Cecília. Leia. Seja amigo. Siga. Escreva. Veja. Leia mais.


___________________________________________ 04/04/09 @ 22:42   Comentários 1

São Paulo - 4/4 *

Desde sempre, não sei bem quando, eu tenho um apreço por observar as pessoas. A coisa é tanta que me dou ao trabalho de sacar o caderninho da bolsa - amassado coitado, mal custou dois pilas e sonha em ser um moleskine - e escrever qualquer coisa.

Primeiro foi aquele cara, aquele que tinha todo jeito de encontro às escuras. "Vou estar com uma camisa pólo verde". Bonitinho ele.
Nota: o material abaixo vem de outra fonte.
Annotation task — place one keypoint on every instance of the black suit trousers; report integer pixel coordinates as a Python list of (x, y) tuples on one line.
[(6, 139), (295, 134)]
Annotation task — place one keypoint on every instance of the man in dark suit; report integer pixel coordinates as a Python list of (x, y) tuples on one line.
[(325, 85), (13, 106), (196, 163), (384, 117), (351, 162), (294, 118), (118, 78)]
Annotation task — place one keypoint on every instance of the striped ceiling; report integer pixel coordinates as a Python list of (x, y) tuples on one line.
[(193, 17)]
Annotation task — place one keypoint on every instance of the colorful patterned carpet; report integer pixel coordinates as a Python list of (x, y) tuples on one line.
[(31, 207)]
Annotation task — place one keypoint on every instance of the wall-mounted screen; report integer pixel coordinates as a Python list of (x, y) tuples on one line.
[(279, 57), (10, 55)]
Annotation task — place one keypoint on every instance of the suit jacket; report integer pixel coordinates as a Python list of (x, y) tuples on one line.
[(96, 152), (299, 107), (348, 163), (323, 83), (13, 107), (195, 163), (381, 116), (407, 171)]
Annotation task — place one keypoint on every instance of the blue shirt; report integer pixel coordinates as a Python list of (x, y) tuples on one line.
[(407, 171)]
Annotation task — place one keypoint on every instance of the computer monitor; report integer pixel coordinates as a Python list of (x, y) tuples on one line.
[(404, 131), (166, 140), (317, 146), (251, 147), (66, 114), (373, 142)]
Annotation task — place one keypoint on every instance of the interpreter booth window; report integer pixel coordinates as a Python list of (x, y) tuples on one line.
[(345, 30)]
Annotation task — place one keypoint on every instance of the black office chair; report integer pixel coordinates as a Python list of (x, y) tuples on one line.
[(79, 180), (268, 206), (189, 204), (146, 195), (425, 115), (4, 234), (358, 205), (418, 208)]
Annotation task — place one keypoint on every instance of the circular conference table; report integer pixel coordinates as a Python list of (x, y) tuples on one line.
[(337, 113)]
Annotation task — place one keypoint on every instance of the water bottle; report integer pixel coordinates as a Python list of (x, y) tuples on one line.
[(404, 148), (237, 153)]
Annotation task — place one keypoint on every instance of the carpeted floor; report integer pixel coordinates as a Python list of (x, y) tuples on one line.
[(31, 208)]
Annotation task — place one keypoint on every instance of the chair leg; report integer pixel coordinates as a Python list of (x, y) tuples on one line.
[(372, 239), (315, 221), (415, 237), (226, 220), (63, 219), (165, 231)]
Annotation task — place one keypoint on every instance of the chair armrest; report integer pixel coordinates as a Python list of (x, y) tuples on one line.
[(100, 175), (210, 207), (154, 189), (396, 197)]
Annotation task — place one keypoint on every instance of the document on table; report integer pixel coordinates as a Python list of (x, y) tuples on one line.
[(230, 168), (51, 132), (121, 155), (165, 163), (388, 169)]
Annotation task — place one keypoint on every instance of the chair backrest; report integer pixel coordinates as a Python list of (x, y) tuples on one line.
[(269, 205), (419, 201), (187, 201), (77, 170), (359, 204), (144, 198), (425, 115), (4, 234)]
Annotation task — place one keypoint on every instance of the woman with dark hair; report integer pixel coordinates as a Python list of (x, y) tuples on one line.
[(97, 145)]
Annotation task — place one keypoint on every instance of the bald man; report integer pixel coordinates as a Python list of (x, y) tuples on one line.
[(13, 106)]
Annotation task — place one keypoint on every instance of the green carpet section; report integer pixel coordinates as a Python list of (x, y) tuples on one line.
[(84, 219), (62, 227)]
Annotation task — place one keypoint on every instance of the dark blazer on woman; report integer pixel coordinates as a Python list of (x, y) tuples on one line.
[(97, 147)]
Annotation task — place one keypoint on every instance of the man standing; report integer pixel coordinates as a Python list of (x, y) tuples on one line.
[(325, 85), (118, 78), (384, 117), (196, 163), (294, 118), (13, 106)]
Olhava pras moças e sorria - oi? - depois esperava um pouquinho por uma retribuição. Na falta dela, dava mais uns passos. Ficou um tempão por ali, perto da livraria, depois subiu, desceu, sorriu mais, perdi de vista. Na última vez ele continuava sozinho.

Quase ao meu lado, uma senhora que era, com certeza, diretora de escola, e das escolas ricas. Não sei explicar, era e pronto. Uma camisa branca bem cortada fazia fundo pra um colar colorido bonito, uma maquiagem viva, mas sem exageros. Ela não conseguia ficar sentada por muito tempo. Levantou e comprou uma água. Levantou e foi até a livraria. Voltou e folheou o jornal ainda em pé. Trocou meia dúzia de palavras com o marido e saiu, pra voltar com um pão de queijo. Comeu e abriu a mala, revirou até encontrar um livro que não parou pra ler. Falou com o marido de novo. Ele, mudo. Absorvido por um livrinho de Sudoku enquanto eu queria oferecer tranquilizantes pra sua esposa.

E lá vem de novo aquele homem do óculos estranho. É daqueles que têm lentes de sol e grau, e a parte escura pode ser levantada, sabe? Fica como uma aba, coisa feia. Ele anda por ali, tem um jeitão de gringo. Ele rebola um pouco. Aliás, ele rebola bastante, com a camiseta preta propositadamente pra dentro do jeans só na parte de trás. Parece daqueles que levam um tempão se arrumando pra parecer que não se arrumaram. Deve lustrar a careca.

A moça do Big Brother é bonita. Mentira. É linda. E eu achava ela bem feia na TV. Sempre falei daquele maxilar muito marcado. Que nada! Linda, sorridente e com uma invejável paciência pra atender a todos os tiozões babões ao redor dela, tirando fotos com seus celulares que provavelmente custam mais do que o meu salário.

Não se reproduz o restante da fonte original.